Monday, 14 January 2013

ATOS is more effective than Road Traffic Accidents - if you want to kill people.

If you live in the UK, you have about 1 chance in 20,000 of being killed in a road traffic accident in 12 months. Obviously, if you travel by vehicle, the chance is rather greater – perhaps, at worst, about 1 in 17,000 on average.

If you are disabled in any way and are called to an ATOS/DWP ‘medical’ assessment, it seems that you are at risk of becoming an ‘excess death’ statistic in that context, too. Presumably the risk is quantifiable, but it seems that DWP figures are rather harder to find than RTA.

Based on the 25 or so names on Callum’s list (, which doesn’t pretend to be exhaustive, your odds of suffering a death connected with your assessment/appeal process (by suicide or by illness aggravated by the process) would appear to be of the same order of magnitude as of dying by RTA.

However, the figures offered by various groups (mostly, by the nature of things, groups opposed to the ATOS/DWP process) vary considerably, ranging up to scarcely credible figures well in excess of 70 a week.

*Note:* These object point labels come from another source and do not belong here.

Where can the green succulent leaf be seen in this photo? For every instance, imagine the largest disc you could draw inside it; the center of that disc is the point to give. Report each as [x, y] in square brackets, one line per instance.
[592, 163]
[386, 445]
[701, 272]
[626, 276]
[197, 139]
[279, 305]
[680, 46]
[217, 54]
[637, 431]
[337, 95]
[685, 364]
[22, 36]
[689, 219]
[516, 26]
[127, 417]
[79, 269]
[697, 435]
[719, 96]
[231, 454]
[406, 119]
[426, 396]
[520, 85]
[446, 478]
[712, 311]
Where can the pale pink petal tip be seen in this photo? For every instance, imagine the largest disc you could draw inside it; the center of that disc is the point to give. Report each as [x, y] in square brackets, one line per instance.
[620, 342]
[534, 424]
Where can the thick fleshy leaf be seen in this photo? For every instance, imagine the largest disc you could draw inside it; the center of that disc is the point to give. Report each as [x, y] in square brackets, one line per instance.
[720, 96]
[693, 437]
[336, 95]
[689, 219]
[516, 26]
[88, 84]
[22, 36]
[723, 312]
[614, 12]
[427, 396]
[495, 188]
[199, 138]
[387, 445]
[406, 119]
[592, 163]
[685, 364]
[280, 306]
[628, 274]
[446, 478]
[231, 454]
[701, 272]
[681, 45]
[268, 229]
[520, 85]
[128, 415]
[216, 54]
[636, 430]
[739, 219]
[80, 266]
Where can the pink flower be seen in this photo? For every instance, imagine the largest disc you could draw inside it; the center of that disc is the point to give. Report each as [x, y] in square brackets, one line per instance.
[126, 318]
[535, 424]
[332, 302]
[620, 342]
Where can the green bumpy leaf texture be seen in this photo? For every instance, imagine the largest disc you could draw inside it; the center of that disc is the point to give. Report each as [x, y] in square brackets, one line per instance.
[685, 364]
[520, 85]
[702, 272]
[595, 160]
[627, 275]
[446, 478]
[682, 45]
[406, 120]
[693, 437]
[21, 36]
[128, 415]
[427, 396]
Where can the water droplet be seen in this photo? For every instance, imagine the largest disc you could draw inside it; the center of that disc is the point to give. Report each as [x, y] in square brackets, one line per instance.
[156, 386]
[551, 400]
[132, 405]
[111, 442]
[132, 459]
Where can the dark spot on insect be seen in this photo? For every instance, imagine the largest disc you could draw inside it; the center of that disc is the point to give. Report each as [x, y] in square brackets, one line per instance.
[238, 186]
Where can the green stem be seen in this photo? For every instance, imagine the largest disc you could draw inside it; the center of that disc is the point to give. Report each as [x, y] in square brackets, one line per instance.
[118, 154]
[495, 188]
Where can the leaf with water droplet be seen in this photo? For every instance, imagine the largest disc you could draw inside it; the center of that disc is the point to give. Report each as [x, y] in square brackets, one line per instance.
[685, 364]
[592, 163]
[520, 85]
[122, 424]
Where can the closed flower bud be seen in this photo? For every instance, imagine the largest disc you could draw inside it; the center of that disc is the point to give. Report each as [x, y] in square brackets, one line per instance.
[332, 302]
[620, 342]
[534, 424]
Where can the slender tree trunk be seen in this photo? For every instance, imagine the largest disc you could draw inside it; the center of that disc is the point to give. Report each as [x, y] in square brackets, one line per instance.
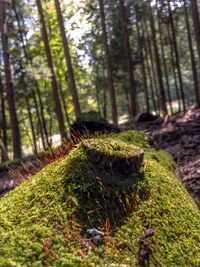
[158, 66]
[193, 63]
[40, 117]
[196, 23]
[144, 81]
[3, 114]
[174, 42]
[174, 68]
[129, 61]
[3, 140]
[3, 150]
[9, 86]
[108, 64]
[164, 61]
[73, 89]
[54, 83]
[151, 80]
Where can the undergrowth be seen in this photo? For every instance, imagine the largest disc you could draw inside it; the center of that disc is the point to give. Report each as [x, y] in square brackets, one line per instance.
[151, 222]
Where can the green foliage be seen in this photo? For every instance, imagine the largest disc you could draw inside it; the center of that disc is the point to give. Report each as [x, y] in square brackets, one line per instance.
[42, 222]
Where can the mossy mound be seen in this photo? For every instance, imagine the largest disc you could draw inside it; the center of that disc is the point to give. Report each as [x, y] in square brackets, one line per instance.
[43, 221]
[113, 158]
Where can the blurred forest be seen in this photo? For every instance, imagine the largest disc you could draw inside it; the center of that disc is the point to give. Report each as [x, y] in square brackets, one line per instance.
[62, 58]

Calculating the odds, very crudely, I have come up with an estimate in the order of 1 in 4,000. This is based on findings reportedly made by the Church Times (not, I would have thought, a disreputable organ), which I have (nevertheless) reduced massively (up to 10x) to allow for some worthily-meant exaggeration on their part, along with evidence from other more conservative sources. It is very much an at best figure...

So, the rate of excess deaths related to ATOS/DWP is at least four times greater than the national rate of excess deaths due to RTAs.

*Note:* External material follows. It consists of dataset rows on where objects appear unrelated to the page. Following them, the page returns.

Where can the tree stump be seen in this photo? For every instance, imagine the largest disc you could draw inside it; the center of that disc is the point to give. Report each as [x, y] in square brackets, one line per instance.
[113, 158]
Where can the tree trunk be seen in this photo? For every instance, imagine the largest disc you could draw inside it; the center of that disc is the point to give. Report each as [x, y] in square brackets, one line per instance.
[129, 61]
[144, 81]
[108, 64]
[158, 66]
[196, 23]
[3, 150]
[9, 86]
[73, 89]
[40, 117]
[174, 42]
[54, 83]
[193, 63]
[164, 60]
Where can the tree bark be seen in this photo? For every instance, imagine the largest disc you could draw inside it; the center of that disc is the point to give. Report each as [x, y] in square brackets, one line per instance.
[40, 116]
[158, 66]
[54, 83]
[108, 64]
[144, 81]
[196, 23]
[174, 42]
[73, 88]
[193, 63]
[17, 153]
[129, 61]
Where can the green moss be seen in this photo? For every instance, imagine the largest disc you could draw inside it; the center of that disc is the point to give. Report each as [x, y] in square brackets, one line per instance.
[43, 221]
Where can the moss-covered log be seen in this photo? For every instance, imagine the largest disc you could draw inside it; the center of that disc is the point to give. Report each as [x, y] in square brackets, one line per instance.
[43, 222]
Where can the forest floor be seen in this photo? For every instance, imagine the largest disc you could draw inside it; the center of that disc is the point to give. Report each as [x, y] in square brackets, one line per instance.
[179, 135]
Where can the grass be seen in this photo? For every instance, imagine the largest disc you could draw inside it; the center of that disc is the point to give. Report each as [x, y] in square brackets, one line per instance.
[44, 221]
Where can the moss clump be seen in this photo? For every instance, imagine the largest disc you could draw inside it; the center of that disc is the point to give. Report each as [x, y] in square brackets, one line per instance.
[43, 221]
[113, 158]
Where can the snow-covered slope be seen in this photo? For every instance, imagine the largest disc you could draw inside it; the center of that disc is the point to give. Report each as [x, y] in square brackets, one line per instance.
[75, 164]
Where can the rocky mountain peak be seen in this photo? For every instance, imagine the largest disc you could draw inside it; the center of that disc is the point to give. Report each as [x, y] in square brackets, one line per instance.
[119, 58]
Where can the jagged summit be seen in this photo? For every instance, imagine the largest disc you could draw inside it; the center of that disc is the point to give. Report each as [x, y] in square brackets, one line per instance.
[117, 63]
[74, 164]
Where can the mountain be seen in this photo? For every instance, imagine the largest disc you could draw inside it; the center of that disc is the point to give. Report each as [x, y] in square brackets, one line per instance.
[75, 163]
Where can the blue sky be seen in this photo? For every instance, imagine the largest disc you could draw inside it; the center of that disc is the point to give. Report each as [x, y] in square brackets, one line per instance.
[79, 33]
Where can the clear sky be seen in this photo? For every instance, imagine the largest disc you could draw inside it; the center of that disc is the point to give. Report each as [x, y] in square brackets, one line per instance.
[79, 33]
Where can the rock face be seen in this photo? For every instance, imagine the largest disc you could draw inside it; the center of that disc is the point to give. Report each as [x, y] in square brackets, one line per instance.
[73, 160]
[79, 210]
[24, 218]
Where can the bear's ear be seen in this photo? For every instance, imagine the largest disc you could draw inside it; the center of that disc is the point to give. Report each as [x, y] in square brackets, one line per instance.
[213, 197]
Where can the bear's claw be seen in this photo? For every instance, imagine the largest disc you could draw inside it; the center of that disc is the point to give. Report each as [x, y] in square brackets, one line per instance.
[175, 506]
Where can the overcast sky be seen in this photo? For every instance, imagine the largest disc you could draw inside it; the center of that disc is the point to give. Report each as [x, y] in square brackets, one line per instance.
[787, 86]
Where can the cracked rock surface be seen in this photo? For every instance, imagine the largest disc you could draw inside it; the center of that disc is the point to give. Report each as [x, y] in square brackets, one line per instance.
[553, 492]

Cameron has admitted to a couple of ‘regrettable’ deaths.

Duncan Smith and Grayling have not expressed any interest, at least not observed by this interested follower of the news.

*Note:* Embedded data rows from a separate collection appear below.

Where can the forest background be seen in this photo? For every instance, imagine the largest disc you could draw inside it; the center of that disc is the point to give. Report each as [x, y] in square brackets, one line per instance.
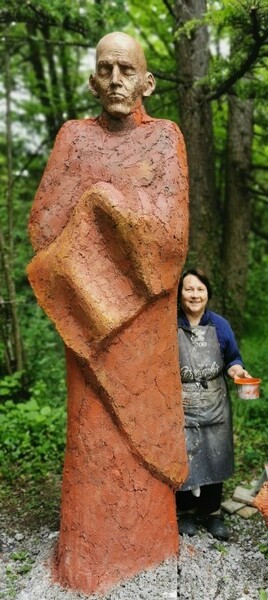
[210, 61]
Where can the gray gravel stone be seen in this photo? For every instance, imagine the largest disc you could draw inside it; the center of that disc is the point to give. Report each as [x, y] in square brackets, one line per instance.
[207, 569]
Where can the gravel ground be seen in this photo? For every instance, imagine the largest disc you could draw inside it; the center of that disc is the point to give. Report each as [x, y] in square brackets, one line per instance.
[207, 569]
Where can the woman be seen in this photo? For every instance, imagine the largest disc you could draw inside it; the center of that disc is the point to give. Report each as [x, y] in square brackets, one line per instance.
[208, 351]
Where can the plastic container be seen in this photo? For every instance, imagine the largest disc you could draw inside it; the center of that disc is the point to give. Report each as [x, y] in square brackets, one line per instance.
[248, 388]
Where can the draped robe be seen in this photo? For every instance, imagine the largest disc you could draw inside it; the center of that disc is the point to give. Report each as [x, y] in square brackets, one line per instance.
[109, 226]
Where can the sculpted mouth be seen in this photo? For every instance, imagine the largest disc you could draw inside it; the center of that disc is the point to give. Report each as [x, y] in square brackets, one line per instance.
[116, 96]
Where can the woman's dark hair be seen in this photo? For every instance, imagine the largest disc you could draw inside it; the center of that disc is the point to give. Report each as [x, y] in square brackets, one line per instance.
[200, 275]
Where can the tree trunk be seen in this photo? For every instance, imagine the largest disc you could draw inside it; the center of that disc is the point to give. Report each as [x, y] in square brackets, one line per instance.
[192, 54]
[237, 211]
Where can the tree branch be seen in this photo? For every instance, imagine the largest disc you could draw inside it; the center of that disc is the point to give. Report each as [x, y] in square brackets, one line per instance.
[170, 9]
[246, 64]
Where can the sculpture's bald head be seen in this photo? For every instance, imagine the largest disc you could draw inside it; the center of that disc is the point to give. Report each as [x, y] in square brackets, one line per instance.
[122, 41]
[121, 78]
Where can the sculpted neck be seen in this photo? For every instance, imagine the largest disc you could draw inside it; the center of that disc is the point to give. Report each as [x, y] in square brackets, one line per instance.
[125, 123]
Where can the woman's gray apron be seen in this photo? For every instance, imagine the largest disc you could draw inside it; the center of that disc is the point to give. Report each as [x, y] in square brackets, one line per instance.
[206, 406]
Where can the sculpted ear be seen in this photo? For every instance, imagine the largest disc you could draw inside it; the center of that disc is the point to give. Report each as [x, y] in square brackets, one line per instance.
[92, 85]
[149, 85]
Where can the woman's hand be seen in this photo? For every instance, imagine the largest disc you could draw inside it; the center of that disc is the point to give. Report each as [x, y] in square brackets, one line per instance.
[238, 371]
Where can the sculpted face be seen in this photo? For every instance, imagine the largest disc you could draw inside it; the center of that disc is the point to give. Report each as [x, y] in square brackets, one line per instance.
[121, 78]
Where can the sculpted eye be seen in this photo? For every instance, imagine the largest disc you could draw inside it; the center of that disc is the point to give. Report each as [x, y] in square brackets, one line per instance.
[128, 71]
[104, 70]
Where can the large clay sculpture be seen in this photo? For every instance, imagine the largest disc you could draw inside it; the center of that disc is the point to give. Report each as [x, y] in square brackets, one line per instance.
[109, 226]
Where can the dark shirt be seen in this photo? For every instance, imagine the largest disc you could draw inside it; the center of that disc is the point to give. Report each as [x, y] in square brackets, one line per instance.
[226, 338]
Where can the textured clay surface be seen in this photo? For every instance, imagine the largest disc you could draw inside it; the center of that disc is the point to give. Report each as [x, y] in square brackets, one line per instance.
[109, 225]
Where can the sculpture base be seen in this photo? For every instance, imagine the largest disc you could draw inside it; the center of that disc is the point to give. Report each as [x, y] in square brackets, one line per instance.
[159, 583]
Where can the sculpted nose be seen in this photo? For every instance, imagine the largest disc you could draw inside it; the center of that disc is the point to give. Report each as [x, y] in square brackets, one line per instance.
[115, 76]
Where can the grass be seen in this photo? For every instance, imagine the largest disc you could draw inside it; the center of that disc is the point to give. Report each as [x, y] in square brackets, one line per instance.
[33, 435]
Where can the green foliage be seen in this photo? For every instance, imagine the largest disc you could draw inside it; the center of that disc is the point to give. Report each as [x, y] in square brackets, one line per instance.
[264, 549]
[32, 437]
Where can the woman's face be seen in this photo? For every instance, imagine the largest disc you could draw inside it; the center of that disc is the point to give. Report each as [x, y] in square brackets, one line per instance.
[194, 296]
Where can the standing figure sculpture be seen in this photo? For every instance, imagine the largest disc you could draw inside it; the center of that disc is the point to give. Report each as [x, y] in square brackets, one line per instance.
[109, 226]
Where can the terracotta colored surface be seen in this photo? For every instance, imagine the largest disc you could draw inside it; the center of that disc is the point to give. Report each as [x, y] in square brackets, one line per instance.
[109, 224]
[261, 501]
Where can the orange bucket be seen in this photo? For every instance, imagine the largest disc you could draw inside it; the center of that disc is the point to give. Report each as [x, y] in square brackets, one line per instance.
[248, 388]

McVey apparently doesn’t hear what’s said to her, since her response to reports of deaths, so far as I’ve seen, has been to read out scripts prepared beforehand with no reference to the death she’s just been told about – nor to any other.

Clegg seems to have remained, to all intents and purposes, silent.


I don’t actually know how many deaths have resulted from, for example, suicides by people pushed beyond hope by the benefits assessment system. It may be a handful or it may be hundreds.

What does interest me is that coroners’ courts, GPs, charities and reputable independent organisations have shown disquiet at the numbers involved, that those numbers may well be occurring at a greater rate than RTA or superbug deaths, or accidents at work, and the government has admitted absolutely no interest in investigating.

Even at the height of the plague of 1665, the government tried to keep a record of the cause of every death in the country (a fact which always struck me as quite extraordinarily impressive). 350 years later, the government itself may be causing tens, hundreds or even thousands of deaths each year by one single instrument, and . yet . will . not . investigate.


My whole case may be completely unfounded or miscalculated*. I’m open to correction.

*But I don’t think so!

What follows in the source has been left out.